The AIS of patient 3 was caused by a dissected plaque that determined hemodynamic failure to the distal vascular territories. In this case the MCAS degree and the leptomeningeal collaterals were not directly linked; LMAs were dilated, as in cases of chronic occlusion, despite the stenosis degree was low. Although the pathophysiology of this AIS was different, there was still an association between LMA hypertrophy and the wSAH.

Blood pressure values can affect the development of the collateral circulation in patients with intracranial stenosis. Thus, an inverse correlation between the blood pressure and the risk of wSAH might exist. Hypertension impairs the angiogenic process that leads to the development of pial collaterals [15] and increases the myogenic tone of LMAs. In such patients, LMAs are high-resistance vessels with a reduced baseline diameter and a higher myogenetic tone that increases their breaking strength, while in normotensive patients they are larger and do not have a myogenetic response to the blood pressure variations [16]. All patients of our series were admitted with history of normal blood pressure, endorsing this theory.

All patients of this series were anti-aggregated with a loading dose and a continuous infusion of Tirofiban. In our experience, we have never seen the wSAH in patients with embolic AIS; hence, we could assume that the anti-aggregation and the wSAH might be related. We can hypothesize that the anti-aggregation might increase the amount of blood extravasation within the subarachnoid space; however, we do not think that it could be the cause of this phenomenon.
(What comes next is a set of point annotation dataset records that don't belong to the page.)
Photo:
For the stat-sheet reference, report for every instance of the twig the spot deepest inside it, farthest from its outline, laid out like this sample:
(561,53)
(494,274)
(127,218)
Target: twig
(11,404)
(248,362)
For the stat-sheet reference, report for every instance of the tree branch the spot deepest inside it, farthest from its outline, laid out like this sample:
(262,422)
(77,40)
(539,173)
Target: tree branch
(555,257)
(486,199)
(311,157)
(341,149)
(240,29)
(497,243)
To our knowledge, the wSAH has never been reported in patients anti-aggregated with Tirofiban for other cerebrovascular diseases.

wSAH might precede a hyper-perfusion syndrome, as observed in patient 3. In this patient, the MCAS was located before the origin of the lenticulostriate arteries. We could speculate that biological and hemodynamic alterations, caused by the intracranial stenosis, involved both the LMAs and the lenticulostriate arteries. However, since the main limitation of this study is the number of patients, the clinical relevance of the wSAH needs further studies.

Conclusion

wSAH may present after MCAS stenting. Pathophysiology of the wSAH can be linked with biological and hemodynamic alterations of cerebral autoregulation mechanism. wSAH might be predicted by some anamnestic and anatomical factors and could be associated with the hyper-perfusion syndrome. Further studies are needed to clarify its clinical relevance.